La inflación en los Estados Unidos aceleró en marzo, coincidiendo en gran medida con las previsiones de los analistas. El aumento fue impulsado en parte por los precios más altos de la energía, que los analistas vincularon con la constante agitación en el Medio Oriente. La inflación subyacente, que elimina los costos volátiles de alimentos y energía, aumentó de manera más modesta e incluso quedó por detrás de la mayoría de las predicciones.

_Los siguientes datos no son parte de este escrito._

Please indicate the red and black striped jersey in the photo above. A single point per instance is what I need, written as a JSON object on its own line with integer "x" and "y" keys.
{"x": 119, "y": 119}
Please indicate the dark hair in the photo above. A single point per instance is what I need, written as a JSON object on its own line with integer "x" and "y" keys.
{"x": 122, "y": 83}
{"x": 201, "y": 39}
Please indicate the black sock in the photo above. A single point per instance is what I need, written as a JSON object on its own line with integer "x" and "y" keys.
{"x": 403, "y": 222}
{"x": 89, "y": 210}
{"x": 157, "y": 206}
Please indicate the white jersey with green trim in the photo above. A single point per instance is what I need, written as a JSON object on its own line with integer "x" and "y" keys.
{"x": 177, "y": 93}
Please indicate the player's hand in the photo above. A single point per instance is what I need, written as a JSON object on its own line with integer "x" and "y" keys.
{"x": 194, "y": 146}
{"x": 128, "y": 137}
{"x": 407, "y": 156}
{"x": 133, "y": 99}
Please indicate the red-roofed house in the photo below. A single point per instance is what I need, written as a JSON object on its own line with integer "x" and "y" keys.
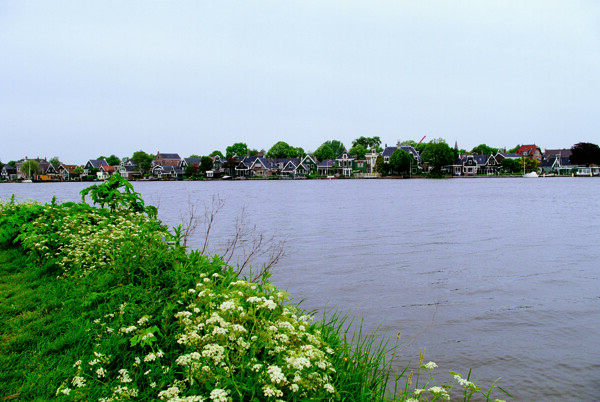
{"x": 530, "y": 151}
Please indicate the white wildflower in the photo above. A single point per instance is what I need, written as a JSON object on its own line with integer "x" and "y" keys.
{"x": 219, "y": 395}
{"x": 276, "y": 375}
{"x": 227, "y": 305}
{"x": 78, "y": 381}
{"x": 268, "y": 390}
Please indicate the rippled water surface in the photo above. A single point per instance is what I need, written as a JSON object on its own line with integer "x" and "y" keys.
{"x": 499, "y": 275}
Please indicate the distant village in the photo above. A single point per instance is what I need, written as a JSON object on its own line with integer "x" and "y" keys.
{"x": 400, "y": 160}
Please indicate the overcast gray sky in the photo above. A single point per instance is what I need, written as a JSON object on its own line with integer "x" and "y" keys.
{"x": 79, "y": 79}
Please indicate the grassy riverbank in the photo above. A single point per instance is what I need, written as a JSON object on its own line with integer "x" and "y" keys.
{"x": 106, "y": 304}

Inflación subyacente por debajo de las previsiones
Según las cifras publicadas el viernes por la Oficina de Estadísticas Laborales de EE.UU., el Índice de Precios al Consumidor (IPC) aumentó un 0.9 por ciento en marzo en comparación con el mes anterior. Este aumento estaba en línea con las proyecciones de los economistas. En comparación, los precios al consumidor habían subido un 0.3 por ciento en febrero.
Al observar las cifras anuales, el IPC se situó un 3.3 por ciento más alto que un año antes, no solo superando la lectura del 2.4 por ciento de febrero sino también alineándose con las expectativas. La inflación subyacente, que descuenta el impacto de los precios fluctuantes de la energía y los alimentos, aumentó solo un 0.2 por ciento a nivel mensual en marzo. Esa cifra no alcanzó las expectativas de un aumento del 0.3 por ciento. La tasa de inflación subyacente de febrero también fue del 0.2 por ciento.
Anualizada, la inflación subyacente de marzo alcanzó el 2.6 por ciento. Los economistas habían previsto un número ligeramente más alto del 2.7 por ciento, mientras que la inflación subyacente anualizada del mes anterior fue del 2.5 por ciento.
Precio de Bitcoin e implicaciones de la política
Antes de la publicación de los datos de inflación, Bitcoin estaba operando en un rango estrecho alrededor de los $72,000. Tras la publicación de las nuevas cifras, el precio de Bitcoin subió a $72,400. El mercado de criptomonedas continúa respondiendo de manera sensible a los principales indicadores macroeconómicos de EE.UU.
En las últimas semanas, la escalada del conflicto en Irán ha llevado a fuertes aumentos en los precios de la energía y, en particular, del petróleo. Estos desarrollos han cambiado las expectativas del mercado. Aunque antes había especulación de que la Reserva Federal de EE.UU. podría bajarle las tasas de interés más de una vez este año, los cambios recientes han llevado a algunos analistas a sugerir que las subidas de tasas podrían volver a estar en la agenda. Sin embargo, tras el informe de inflación de marzo, los inversores parecen creer que la Fed mantendrá su curso con su configuración actual de política monetaria.
Los datos de la herramienta CME FedWatch muestran que los inversores ven un 99 por ciento de probabilidad de que la Reserva Federal mantenga sin cambios las tasas de interés en su reunión a finales de abril. Para la reunión de política de junio, esta probabilidad se sitúa en un 97 por ciento.
Los datos recientes de inflación han moderado la especulación sobre recortes de tasas, con los mercados esperando ampliamente sin cambios inmediatos de política de la Reserva Federal, según análisis del mercado CME FedWatch.
El aumento de la inflación, particularmente en el sector energético, ha contribuido a la incertidumbre persistente en los mercados financieros. Algunos inversores continúan monitoreando de cerca los eventos geopolíticos en el Medio Oriente debido a su posible influencia en el suministro global de petróleo y los costos de energía.
Aunque la inflación interanual permanece por encima del objetivo del 2 por ciento de la Reserva Federal, los responsables de políticas están observando de cerca las medidas subyacentes para detectar signos de que las presiones de precios subyacentes podrían estar disminuyendo. Muchos analistas argumentan que los precios de la energía persistentemente altos podrían complicar el camino hacia una inflación más baja.
Por ahora, el consenso entre los economistas y participantes del mercado parece ser que los recortes de tasas son menos probables en los próximos meses, a menos que haya cambios significativos en los datos subyacentes. Los próximos movimientos del banco central de EE.UU. estarán influenciados no solo por métricas de inflación, sino también por las tendencias del mercado laboral y factores externos como los choques energéticos.